Lokalmedien: Vorsicht, Lückenfüller!
© Netzwerk Recherche/Ute Lederer
Greenhouse Report Nr. 4 erschienen
Netzwerk Recherche warnt im vierten Greenhouse Report vor einer weiteren Schwächung des Lokaljournalismus im ländlichen Raum. Durch den Rückzug der gedruckten Lokalzeitung entstehen Lücken in der publizistischen Versorgung der Menschen, so dass rechtspopulistische Medien oder kommunale PR-Kanäle an Relevanz gewinnen könnten. Der Greenhouse Report ist ein jährlicher Bericht zu Zukunftsfragen des Journalismus.

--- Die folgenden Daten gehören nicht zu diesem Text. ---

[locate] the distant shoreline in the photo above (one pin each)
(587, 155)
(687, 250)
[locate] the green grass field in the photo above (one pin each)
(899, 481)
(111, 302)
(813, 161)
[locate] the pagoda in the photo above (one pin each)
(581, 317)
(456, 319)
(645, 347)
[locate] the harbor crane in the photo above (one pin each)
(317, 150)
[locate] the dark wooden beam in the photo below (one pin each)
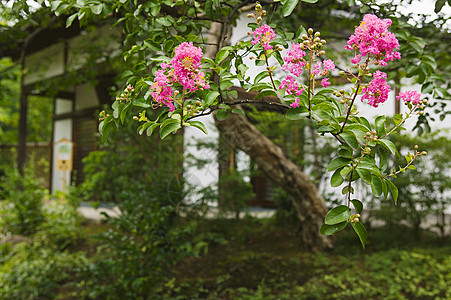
(22, 141)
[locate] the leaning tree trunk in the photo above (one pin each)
(238, 132)
(308, 202)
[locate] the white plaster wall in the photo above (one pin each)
(208, 174)
(62, 129)
(85, 97)
(104, 39)
(44, 64)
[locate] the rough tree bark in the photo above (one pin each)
(308, 202)
(239, 133)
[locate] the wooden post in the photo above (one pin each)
(397, 90)
(23, 110)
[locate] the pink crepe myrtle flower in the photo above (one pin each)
(329, 65)
(186, 64)
(263, 35)
(161, 91)
(296, 103)
(409, 96)
(325, 82)
(372, 37)
(291, 86)
(294, 61)
(184, 68)
(317, 68)
(377, 90)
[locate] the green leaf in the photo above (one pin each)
(296, 113)
(337, 163)
(221, 55)
(337, 215)
(336, 179)
(331, 229)
(357, 205)
(222, 114)
(288, 7)
(141, 104)
(199, 125)
(380, 125)
(70, 19)
(365, 175)
(265, 93)
(151, 129)
(125, 111)
(361, 232)
(260, 76)
(350, 138)
(388, 145)
(238, 112)
(167, 47)
(393, 189)
(210, 98)
(439, 5)
(97, 9)
(345, 151)
(165, 21)
(169, 126)
(301, 31)
(376, 185)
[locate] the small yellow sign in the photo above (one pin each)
(64, 152)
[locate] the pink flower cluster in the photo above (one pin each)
(161, 90)
(294, 61)
(292, 87)
(377, 90)
(184, 68)
(372, 37)
(409, 96)
(263, 35)
(319, 70)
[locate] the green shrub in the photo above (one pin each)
(21, 209)
(35, 272)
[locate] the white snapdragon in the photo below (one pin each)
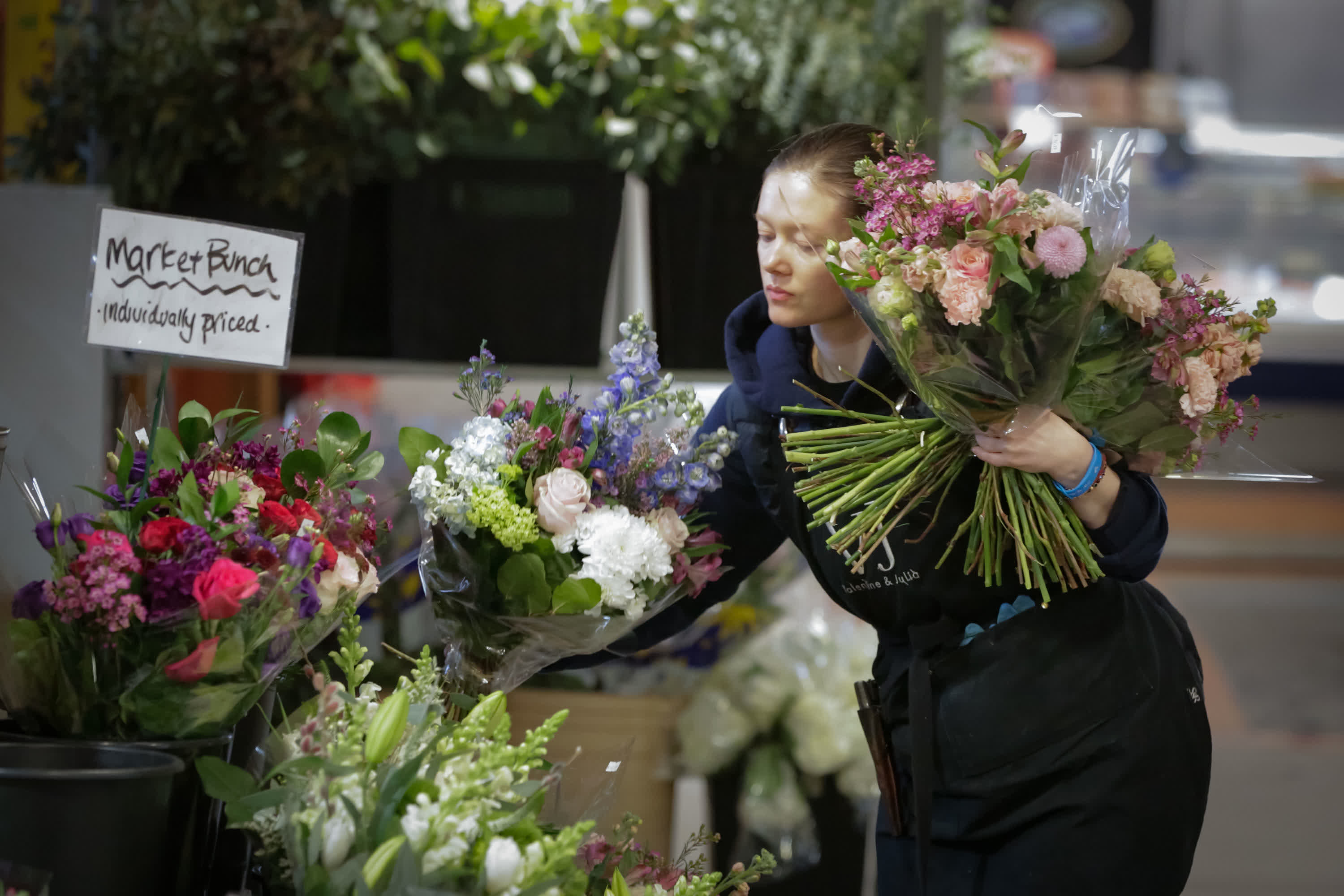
(620, 552)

Die Autoren des Reports, Thomas Schnedler und Malte Werner, analysieren am Beispiel der Region Greiz im thüringischen Vogtland, welche Folgen der Bedeutungsverlust der Lokalzeitung hat. Sie haben im Dialogprojekt „Lückenfüller – Leben ohne Zeitung?“ mit 50 Bürger:innen in der Region darüber gesprochen, wie sie sich informieren. In den Gruppendiskussionen zeigte sich, dass drei interessengeleitete Gratismedien versuchen, die entstehenden Lücken in der Berichterstattung zu füllen.
Erstens werden Amtsblätter und kommunale Social Media-Kanäle wichtiger, die neben nützlichen Informationen auch Raum für Selbstdarstellung der Verwaltung bieten. Zweitens erscheinen in der Region kostenlose Anzeigenblätter mit einseitigen, polemischen Inhalten und verwischen die Grenze zwischen Werbung, Meinung und Berichterstattung. Drittens betreiben AfD-Politiker:innen in Greiz ein eigenes Lokalmedium im Internet. Auf der Webseite berichten sie unter anderem über kommunalpolitische Initiativen der rechtsextremen Partei, ohne die Interessenkonflikte ausreichend transparent zu machen.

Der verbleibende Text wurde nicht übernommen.